Angus Auld wrote:

----- Original Message -----
From: Lyvim Xaphir <[EMAIL PROTECTED]>
Date: 08 Jan 2003 07:16:44 -0500
To: NewbieMandrake-List <[EMAIL PROTECTED]>
Subject: Re: [newbie] IBM Deskstars in Mandrake 9.0 server


On Tue, 2003-01-07 at 10:52, Tom Brinkman wrote:

On Monday January 6 2003 08:00 pm, Andrew Miller wrote:

I built a server recently for web server, email server, file server
and other uses and am running Mandrake 9.0 on it. I used a pair
of 100 GB IBM Deskstars (120GXP's I believe). IBM is having
problems with these drives failing and now recommends only using
them 330 hours a month, something less than 50% of the time (see
http://www.sheller.com/ibmpress.htm). My question is whether my
use of these drives in a server application is something I should
avoid? Also, is there a setting for power savings that would sleep
the drive when it is not getting any hits (most of the time). Looks l could add a decent SCSI drive that is meant for always-on
use. Your feedback is welcome.
There's two schools on this, I side with those that believe spinning the drives down is a bad idea.
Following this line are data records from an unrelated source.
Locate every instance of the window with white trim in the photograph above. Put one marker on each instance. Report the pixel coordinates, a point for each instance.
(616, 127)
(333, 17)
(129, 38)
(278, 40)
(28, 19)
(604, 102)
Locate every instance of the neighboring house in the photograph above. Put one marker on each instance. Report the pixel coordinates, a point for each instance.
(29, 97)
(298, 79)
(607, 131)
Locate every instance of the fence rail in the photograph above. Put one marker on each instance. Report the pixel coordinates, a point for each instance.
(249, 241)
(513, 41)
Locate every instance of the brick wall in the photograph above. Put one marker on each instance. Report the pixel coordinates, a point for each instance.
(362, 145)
Sort'a like a lightbulb, they last longer if you're not always turnin 'em off and on ;)
--
Tom Brinkman Corpus Christi, Texas
******************
Lyvim Xaphir wrote: I'm in the school that turns stuff off. I'm very uncomfortable with the
idea of comparing a hard drive with a short circuit. I'm more amiable
to thinking of a hard drive as having "miles", like a car; which is a
much closer anology. It's closer because of bearing surfaces; the
number of rotations that the bearings have is finite, just as the
number of rotations that your car crankshaft has is finite. You don't
want to leave your car running all the time just to keep it operational.
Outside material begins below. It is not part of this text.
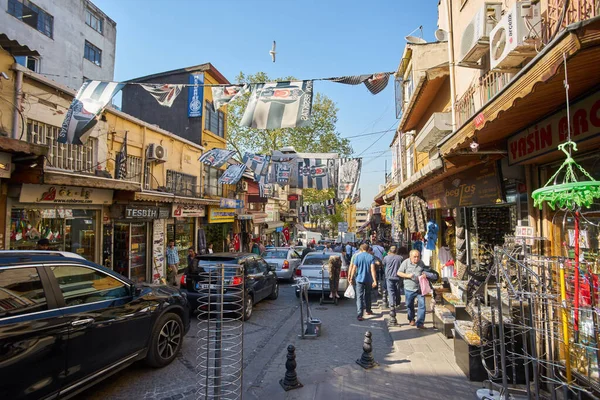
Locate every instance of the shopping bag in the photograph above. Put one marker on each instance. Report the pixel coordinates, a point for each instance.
(349, 293)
Most of the time a drive fails not from it's controller electronics, but
rather from sealed bearing failure. I know a fellow in the data
recovery business, and he is constantly getting old drives spinning long
enough to extract the data. He does not spend a comparatively long time
replacing drive electronics.

Yes the temperature differentials have an impact, but only in those
cases that don't have good enough ventilation. Also the impact of
temperature differentials is directly proportional to the scope or
variation bandwidth of those temperature differentials. In a light bulb
scenario you are talking about probably the most extreme variance
possible in an appliance, since it goes from room temperature to several
hundred degrees in a fraction of a second within power-on. In a direct
current solid state device, such as a hard drive, this is far from the
case, and even less so with adequate airflow.

I've been involved with hardware since the late 80's, and I still have
hard drives operational from that time. They are not powered on 24/7.

Just my wooden nickel...

--LX
*******************************************************
Wow Lyvim, do I ever agree wholeheartedly! I have never been comfortable with the idea of leaving something on when it isn't in use. Not a light bulb, not anything really.
I don't know a lot about electronics, but I have been interested in things mechanical all my life. A hard drive has major mechanical components, and those type of components wear with use. Auto engines suffer from a wear factor upon startup that is more severe than normal, mainly due to lack of lubrication until the oil pump is able to supply the required oil under pressure to the bearing surfaces. HD's don't have that type of startup considerations.

I shut my comp down when I'm not using it. It makes me feel better to do that, it just seems the environmentally "friendlier" thing to do.
Of course, that's just IMHO. I know there are those who make a valid case of "on 24/7" too. To each his/her own.
All the best!


--Angus
all this stuff about DeskStars makes me real glad I'm a Maxtor only man. All my machines have Maxtor drives in them and they all run 24/7. Especially my gateway/firewall. The only time any of the machines are powered down is for a lightning storm or when I got on vacation. my gateway/firewall machine and the fileserver/mailserver have been running 24/7 for the past two years. half the time I forget they're even there unless there's a problem with on the mailserver.